Clank, clank, vuelve a sonar la pinza de aluminio en el carro de perros calientes. Agustina detiene un momento el relato y se dedica a atender a un cliente. Su nieto le ha pedido ayuda. Se arregla la gorra agujereada, voltea con una leve sonrisa y prepara una hamburguesa. “A la orden, señor. ¿Qué desea?”. Clank, Clank. “Con todo, por favor”, responde el comensal. El sol se ha escondido un momento tras la gran fila de nubes que cubren el cielo de Plaza Venezuela. Su nieto buscaba más ingredientes. El cliente recibe su hamburguesa, se sienta frente a la mirada de los caminantes de la ciudad y disfruta, con la amabilidad de Agustina, su pedido.
Se sienta y vuelve a comenzar su relato. Sonríe, se disculpa y limpia sus manos en el delantal: “lo siento, muchachos”. Este oficio, menciona, y la independencia que le ha brindado desde 1987 le permitió dejar a su esposo luego de 20 años. El hombre que conoció en las calles de su pueblo, el padre de sus hijos, que la acompañó en el viaje a Caracas a los 19 años.
Los detalles de la ruptura no aparecen en el relato, ella decide obviarlos, resguardarlos en sus recuerdos y sonríe con las mejillas ruborizadas. Sus hijos y ahora sus nietos han sido un motor para su vida, para continuar con un oficio agotador que, entre todas las calamidades, le ha brindado un sustento diario durante 32 años. Conoció las construcciones del Metro, el avance arquitectónico de Caracas, la algarabía de los caminantes de Sabana Grande en la década de los ochenta y noventa. Además, ha podido ver el declive de la ciudad, los descalabros del Metro, el pesar del hambre de los caminantes y la disminución del valor de la moneda.

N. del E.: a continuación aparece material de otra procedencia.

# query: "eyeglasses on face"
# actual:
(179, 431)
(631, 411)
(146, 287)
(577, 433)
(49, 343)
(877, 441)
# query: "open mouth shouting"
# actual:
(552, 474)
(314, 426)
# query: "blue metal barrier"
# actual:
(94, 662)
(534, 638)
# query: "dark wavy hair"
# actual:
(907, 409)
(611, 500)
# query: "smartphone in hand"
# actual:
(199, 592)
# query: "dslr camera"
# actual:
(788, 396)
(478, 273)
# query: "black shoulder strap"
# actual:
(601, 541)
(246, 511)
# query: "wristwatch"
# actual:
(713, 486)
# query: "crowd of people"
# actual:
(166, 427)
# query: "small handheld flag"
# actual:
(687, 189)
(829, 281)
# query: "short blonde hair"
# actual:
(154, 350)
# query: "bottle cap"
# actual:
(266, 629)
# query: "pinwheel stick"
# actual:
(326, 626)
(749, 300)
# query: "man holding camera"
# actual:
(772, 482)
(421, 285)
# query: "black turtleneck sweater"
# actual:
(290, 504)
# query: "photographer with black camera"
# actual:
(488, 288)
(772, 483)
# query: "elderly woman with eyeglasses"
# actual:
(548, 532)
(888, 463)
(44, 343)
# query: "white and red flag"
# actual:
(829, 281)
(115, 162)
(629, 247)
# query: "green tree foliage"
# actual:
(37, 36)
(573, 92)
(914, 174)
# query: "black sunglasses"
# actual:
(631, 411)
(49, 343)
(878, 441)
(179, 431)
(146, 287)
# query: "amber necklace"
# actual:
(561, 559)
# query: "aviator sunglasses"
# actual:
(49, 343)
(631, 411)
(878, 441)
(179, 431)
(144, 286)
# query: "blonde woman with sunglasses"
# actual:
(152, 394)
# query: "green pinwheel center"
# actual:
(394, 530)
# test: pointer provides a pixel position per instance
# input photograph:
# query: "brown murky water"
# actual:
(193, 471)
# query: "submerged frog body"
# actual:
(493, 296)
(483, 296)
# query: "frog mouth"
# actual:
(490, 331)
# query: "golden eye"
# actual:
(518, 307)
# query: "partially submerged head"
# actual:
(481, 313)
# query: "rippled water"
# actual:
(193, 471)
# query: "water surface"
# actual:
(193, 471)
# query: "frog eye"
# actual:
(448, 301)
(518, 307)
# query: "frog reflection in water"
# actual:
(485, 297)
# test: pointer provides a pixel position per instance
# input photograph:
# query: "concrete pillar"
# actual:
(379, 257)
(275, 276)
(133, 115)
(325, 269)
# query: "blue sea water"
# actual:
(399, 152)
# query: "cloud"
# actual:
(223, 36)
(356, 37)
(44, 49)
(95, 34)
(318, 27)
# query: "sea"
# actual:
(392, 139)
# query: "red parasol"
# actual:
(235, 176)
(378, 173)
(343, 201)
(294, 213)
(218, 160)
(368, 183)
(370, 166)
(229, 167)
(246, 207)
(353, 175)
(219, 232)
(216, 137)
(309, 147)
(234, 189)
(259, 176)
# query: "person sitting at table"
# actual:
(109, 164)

Ahora, su impulso son sus nietos, los pequeños que extrañan a su padres y tienen que mantenerse en un país inestable, con la nostalgia y la añoranza del abrazo materno o paterno. Agustina, la abuela cariñosa, ha encontrado en ellos una razón para seguir ejerciendo el oficio que la define. Finaliza el relato, arregla la gorra agujereada, se limpia su manos en el delantal y sacude la pinza plateada. Clank, Clank, “a la orden. ¿Que desea?”